あんときは大鎌が持つ不浄を使って、あいつの剣と相打ちに持ち込んで相殺ならぬ相破壊したんだった。俺がその再現をしようと企んでるとカスカなら見抜けて当然だ。そして、そうはさせじと意気込んでいる。
あいつの【武装】もスキルLVが上がってることだろう。それを根拠として脱再現を図っているんだろうが――成長してるのは何もカスカの剣だけじゃねえ。
俺も、俺の大鎌もあのときとは違うんだぜ。
「吸血鬼が夜の一族だってんなら、ソラナキは闇の一族だ!」
「!?」
「今の俺の『不浄』は! 前までとは一味も二味も違うってこったぁ!」
臓物のような刃から溢れ出す不浄のオーラは燃え盛り、逆巻き、業火の如くにその勢いを増した。

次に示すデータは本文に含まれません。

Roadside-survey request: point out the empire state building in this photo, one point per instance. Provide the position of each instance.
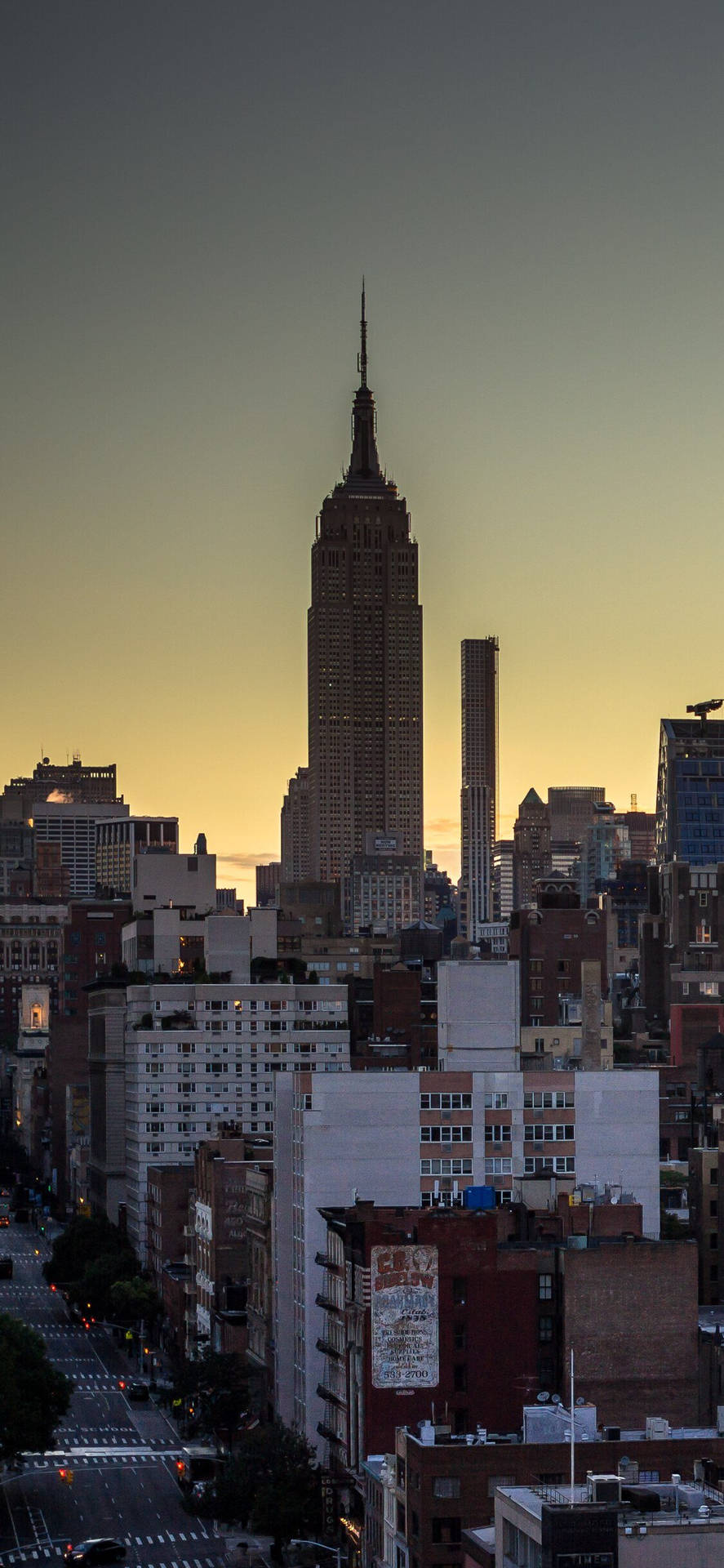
(364, 642)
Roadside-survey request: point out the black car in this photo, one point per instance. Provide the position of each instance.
(97, 1551)
(136, 1390)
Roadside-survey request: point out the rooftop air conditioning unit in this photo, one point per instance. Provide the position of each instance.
(604, 1489)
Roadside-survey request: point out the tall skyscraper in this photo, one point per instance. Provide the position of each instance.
(480, 780)
(364, 642)
(530, 849)
(690, 794)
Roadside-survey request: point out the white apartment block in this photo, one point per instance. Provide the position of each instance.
(73, 826)
(204, 1056)
(478, 1015)
(419, 1140)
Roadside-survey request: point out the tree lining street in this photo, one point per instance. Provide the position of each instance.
(122, 1455)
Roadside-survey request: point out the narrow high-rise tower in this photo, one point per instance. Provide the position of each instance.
(480, 780)
(364, 662)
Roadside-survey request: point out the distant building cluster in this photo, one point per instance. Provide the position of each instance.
(442, 1162)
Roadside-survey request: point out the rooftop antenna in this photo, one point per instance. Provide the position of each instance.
(701, 709)
(572, 1429)
(362, 341)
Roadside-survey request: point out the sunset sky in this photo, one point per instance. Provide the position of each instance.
(190, 195)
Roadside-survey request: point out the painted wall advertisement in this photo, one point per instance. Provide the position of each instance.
(405, 1317)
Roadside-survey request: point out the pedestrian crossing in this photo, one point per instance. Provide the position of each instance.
(182, 1542)
(95, 1452)
(56, 1554)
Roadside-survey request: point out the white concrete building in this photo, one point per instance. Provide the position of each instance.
(73, 826)
(478, 1015)
(419, 1140)
(187, 882)
(204, 1056)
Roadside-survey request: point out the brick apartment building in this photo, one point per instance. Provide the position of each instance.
(497, 1300)
(552, 942)
(446, 1487)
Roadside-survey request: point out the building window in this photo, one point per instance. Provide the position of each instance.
(447, 1530)
(446, 1487)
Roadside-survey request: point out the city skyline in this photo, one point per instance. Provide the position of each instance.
(535, 203)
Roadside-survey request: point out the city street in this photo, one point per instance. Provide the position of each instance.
(122, 1455)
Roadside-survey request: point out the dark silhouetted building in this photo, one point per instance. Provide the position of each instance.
(478, 780)
(530, 849)
(295, 830)
(269, 884)
(364, 664)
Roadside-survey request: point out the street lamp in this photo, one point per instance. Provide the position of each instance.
(322, 1548)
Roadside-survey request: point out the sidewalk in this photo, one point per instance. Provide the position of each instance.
(245, 1549)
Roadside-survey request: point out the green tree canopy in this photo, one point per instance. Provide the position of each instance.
(272, 1484)
(134, 1300)
(87, 1259)
(33, 1394)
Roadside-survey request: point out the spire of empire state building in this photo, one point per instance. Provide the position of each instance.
(364, 463)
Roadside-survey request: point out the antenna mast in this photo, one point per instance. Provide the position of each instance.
(572, 1429)
(362, 341)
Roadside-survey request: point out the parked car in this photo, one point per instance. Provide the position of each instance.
(97, 1551)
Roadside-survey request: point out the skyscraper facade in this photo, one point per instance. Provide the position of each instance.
(480, 780)
(690, 794)
(530, 849)
(364, 642)
(295, 830)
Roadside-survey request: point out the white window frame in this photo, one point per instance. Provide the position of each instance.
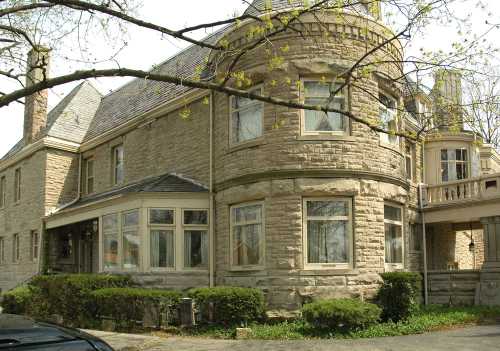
(3, 191)
(349, 219)
(115, 164)
(16, 251)
(395, 266)
(262, 249)
(2, 250)
(167, 227)
(385, 138)
(17, 185)
(139, 236)
(34, 245)
(88, 176)
(195, 227)
(259, 89)
(345, 107)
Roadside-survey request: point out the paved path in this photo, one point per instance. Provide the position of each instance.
(481, 338)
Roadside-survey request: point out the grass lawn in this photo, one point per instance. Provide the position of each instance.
(430, 318)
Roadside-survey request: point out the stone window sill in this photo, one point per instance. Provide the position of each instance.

それを見てカスカは顔を引き攣らせたが、剣を握った手は淀みなく動いていた。
「だったらその不浄ごと切り裂いてあげるわ――『イドラ・エリミネイト』!」
「『ブラックターボ』――『大鎌旋風』!!」
闇のジェットで加速。それも直線ではなく、回転運動で俺は鎌の軌道を円にする。そうしたのはもちろん、刃部分のトップスピードをもっと上げるためだ。
距離はそれほどなかったが、たったそれだけの間でも回転速度は止めどなく上昇し、激突の瞬間には俺自身わけがわからなくなるほどの加速を得ていた。
「嘘でしょ……?!」
「っしゃおらぁ!」
悲痛な驚愕と、凱歌の雄叫び。
どっちも武器がぶっ壊れたっていう結果は同じだが、片やそれを望む者と片や望まざる者。そりゃあ共倒れでもリアクションは違ったもんになるし、そうなりゃ必然次の一手にも差が出てくる。
今は攻め時。手ぶらになったカスカにはまだ翼っていう最大の武器があるが、一発は確実に入れられる――そこをカバーするヨルさえいなけりゃな!
「【技巧】発動!」
真上から降ってきた血の雨。その一粒一粒にとんでもねー威力が込められてることは食らわなくてもわかる。まるで散弾みてーなそれを、『ブラックターボ』でその場から離れつつ躱しきれねーもんは拳で打ち払ってどうにか凌ぐ。
ご丁寧にカスカを巻き込まないように撃ってきたな……それも当てることよりも俺とカスカを引き離すことが目的だったっぽい。
【金剛】頼りでその目論みを壊してやってもよかったんだが、ヨルを相手にそれをすんのは正直よろしくない。やつの血にどういう性質があるのかまだ把握しきれてねえからだ。
血属性は闇属性にも通じるもんではあるが、他の闇からの派生属性とは趣が異なってるっつーか、独特な立ち位置にいる。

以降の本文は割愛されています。